Does Lesion Therapy Still Have a Role in Treating Parkinson’s Disease?

More than a decade ago, Emory became one of the first centers in the U.S. to perform deep brain stimulation (DBS) to treat symptoms of Parkinson’s disease (PD). Since then, DBS has eclipsed lesion therapy as the standard first-line treatment for eligible patients in whom medication therapy is no longer sufficient, whether due to waning of its therapeutic effect, Dyskinesia or side effects. However, stereotactic ablation of the subthalamic nucleus is a potentially effective alternative in patients who do not tolerate DBS, and one that may garner increased attention in the coming years.

In October 2008, a 71-year-old male was referred to the Neurosurgery department at Emory with a 12-year history of PD. In addition to tremor, he also exhibited other PD-related complications, including Dyskinesia. Following evaluation, we determined that he was a candidate for bilateral DBS. Because of his age, we recommended that right and left stimulator implantation be performed in two separate procedures. In November 2008, we implanted a subthalamic deep brain stimulator on the left side. The patient demonstrated a clear positive response to stimulation therapy in the subsequent months, and in May 2009, we implanted a DBS lead on his right side, with both left and right wires running down the right side of his head and neck to a single, double-channel stimulator in his chest.

At a follow-up visit in June 2009, it was discovered that the wires over the right burr hole had become exposed, either due to infection or erosion. With Emory plastic surgeon Albert Losken, MD, we performed a scalp revision, which appeared to be successful. However, in late July, the patient returned to Emory presenting with additional erosion that nearly exposed the ring and cap anchor over the right burr hole. Additional scalp advancement was performed, but in September, another scalp wound had appeared on the top of his head.

At this point, the decision was made to remove and reimplant the right DBS lead, but during surgery, we discovered that the reopening was in fact due to infection around the left-side lead wire, which passed very close to the right. At this point, we decided that the left DBS wire needed to be removed and reimplanted after the infection had cleared. When the patient returned in January 2010, to discuss reimplantation of the left lead, we discovered additional erosion over the remaining right lead and decided it would need to be removed as well. However, because of the clear response from stimulation, we knew we were treating the correct region and decided to use the implanted right lead to create a lesion in the subthalamic nucleus prior to its removal. Following removal of the remaining hardware, the patient underwent antibiotic therapy, which cleared the infection. The right-side lesioning proved to sustain the patient’s symptom improvement, and in April 2010, he underwent stereotactic-guided lesioning of his left subthalamic nucleus. Upon follow-up in February 2011 – 10 months after his second lesioning procedure – his Unified Parkinson’s Disease Rating Scale (UPDRS) Motor Evaluation score off medications was 9, a 60 percent improvement over his score at presentation in 2008. This is generally the degree of improvement expected from bilateral DBS, but actually better than the patient’s own response to this therapy.
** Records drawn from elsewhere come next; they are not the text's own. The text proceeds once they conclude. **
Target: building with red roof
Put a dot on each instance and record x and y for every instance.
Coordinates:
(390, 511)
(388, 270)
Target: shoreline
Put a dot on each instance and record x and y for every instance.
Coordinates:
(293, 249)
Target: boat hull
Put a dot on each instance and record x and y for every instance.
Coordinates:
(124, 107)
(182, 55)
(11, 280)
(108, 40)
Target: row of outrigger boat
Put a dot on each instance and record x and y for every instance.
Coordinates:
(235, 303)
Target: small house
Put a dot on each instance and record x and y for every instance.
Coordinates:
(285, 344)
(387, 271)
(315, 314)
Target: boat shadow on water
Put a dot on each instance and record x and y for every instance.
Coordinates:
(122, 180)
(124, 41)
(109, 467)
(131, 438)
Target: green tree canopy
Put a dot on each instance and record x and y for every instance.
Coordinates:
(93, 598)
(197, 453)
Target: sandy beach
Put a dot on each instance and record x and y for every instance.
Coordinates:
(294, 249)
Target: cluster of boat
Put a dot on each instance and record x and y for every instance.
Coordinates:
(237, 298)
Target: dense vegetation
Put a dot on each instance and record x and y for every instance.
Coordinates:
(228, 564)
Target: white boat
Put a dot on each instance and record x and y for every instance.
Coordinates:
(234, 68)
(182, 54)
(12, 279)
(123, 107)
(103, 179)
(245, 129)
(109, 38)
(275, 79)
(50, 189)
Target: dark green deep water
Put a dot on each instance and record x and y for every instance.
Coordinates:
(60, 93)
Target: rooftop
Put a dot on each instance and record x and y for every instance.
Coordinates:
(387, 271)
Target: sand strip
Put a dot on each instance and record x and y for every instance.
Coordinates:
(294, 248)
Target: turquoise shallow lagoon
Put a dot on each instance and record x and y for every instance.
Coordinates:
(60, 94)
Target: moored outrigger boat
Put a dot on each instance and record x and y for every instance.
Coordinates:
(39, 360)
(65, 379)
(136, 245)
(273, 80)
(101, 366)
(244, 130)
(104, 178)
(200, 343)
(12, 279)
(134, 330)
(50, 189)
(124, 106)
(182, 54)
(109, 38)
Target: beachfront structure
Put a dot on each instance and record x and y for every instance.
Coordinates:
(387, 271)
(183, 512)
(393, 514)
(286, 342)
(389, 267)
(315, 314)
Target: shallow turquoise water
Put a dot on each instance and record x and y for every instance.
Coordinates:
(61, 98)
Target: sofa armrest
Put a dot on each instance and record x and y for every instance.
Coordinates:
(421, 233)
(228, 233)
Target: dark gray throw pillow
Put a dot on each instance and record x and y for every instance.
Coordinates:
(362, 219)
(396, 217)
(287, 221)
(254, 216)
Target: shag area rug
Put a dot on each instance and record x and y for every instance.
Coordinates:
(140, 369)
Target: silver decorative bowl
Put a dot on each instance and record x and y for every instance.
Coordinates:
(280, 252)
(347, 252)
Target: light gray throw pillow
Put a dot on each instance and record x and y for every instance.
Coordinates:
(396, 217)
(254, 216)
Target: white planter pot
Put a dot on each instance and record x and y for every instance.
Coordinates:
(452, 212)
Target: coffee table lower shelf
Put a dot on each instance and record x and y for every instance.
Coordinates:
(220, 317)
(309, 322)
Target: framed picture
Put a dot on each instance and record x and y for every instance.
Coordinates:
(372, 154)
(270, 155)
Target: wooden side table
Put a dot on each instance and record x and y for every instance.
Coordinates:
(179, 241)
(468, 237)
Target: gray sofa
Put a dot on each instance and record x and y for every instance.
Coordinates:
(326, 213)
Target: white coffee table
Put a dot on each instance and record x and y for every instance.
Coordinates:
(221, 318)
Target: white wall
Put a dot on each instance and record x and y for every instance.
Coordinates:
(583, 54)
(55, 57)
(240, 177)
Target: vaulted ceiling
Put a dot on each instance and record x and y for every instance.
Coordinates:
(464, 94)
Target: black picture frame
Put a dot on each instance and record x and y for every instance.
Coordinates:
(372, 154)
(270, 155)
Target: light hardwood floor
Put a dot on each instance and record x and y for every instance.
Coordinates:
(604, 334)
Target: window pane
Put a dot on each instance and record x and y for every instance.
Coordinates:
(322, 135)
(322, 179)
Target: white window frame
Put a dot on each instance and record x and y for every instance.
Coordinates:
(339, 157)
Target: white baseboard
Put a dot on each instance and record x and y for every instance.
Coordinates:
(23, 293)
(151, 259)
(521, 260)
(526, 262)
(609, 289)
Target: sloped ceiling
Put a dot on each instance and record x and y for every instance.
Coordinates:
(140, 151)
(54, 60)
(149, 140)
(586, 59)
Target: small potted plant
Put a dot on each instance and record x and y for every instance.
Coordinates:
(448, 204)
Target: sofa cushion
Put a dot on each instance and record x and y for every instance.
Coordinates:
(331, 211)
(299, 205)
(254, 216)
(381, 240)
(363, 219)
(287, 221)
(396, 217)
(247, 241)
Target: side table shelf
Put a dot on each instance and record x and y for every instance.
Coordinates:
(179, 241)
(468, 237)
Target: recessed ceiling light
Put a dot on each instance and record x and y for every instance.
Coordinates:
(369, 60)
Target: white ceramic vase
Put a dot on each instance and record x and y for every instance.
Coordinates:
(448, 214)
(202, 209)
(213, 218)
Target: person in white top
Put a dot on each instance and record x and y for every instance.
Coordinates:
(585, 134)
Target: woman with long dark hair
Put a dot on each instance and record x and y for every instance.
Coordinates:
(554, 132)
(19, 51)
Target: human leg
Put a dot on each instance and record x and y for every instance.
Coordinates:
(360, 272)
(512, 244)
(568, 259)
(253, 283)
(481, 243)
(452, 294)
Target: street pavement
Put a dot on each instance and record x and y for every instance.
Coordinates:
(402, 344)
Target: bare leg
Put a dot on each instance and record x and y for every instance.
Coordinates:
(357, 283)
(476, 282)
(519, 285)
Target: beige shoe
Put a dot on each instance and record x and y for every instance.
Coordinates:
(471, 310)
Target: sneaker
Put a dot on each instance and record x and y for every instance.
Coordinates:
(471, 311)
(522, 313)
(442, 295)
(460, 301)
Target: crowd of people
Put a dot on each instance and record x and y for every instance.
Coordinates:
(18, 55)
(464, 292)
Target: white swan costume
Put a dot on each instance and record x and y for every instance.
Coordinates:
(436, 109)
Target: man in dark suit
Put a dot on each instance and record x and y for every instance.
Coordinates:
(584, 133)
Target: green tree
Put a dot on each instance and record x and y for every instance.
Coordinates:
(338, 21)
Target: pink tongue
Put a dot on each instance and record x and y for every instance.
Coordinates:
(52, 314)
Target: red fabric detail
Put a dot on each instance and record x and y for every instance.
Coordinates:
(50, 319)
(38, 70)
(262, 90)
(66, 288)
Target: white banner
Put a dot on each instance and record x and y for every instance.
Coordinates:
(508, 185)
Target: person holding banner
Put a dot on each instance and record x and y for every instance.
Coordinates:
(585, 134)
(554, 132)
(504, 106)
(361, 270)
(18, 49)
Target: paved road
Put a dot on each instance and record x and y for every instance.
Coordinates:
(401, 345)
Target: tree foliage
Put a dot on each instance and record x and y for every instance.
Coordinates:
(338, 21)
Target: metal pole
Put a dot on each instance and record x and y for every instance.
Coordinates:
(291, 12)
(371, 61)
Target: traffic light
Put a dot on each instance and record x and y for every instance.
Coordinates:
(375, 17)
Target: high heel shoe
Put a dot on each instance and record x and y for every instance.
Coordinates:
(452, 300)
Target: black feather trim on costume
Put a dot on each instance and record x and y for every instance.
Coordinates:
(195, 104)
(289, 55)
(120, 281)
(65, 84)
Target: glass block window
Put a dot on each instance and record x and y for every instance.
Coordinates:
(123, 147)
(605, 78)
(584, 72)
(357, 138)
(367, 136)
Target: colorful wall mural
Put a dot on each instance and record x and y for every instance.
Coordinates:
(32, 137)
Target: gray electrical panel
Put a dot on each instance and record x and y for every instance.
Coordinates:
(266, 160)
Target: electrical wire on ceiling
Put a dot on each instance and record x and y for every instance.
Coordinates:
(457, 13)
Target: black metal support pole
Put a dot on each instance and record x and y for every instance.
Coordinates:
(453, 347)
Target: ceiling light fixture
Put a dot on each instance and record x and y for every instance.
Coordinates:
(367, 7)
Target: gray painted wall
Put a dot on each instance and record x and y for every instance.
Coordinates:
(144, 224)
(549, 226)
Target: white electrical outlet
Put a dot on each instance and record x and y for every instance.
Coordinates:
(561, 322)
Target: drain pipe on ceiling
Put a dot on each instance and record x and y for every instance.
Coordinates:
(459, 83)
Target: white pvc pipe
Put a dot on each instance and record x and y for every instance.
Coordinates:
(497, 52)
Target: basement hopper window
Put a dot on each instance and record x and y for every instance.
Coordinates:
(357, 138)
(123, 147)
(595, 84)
More importantly, he was very satisfied with his outcome and is now traveling extensively, without any concerns regarding implanted hardware.DBS is very effective in treating well-selected patients with PD suffering from complications of advancing disease. In this case, however, the patient could not tolerate the treatment. Fortunately, alternative approaches are available, such as lesioning of the subthalamic nucleus or the globus pallidus, the site of pallidotomy, the predecessor to DBS. Stimulation therapy confirmed the target therapeutic region, thereby reducing the risk of permanent lesioning, which was performed as effectively and safely through the DBS lead itself (first side) as it was using a stereotactic approach (second side). In the future, it may be useful to return to the question of whether lesion therapy is as safe and effective – and potentially much less burdensome – than DBS.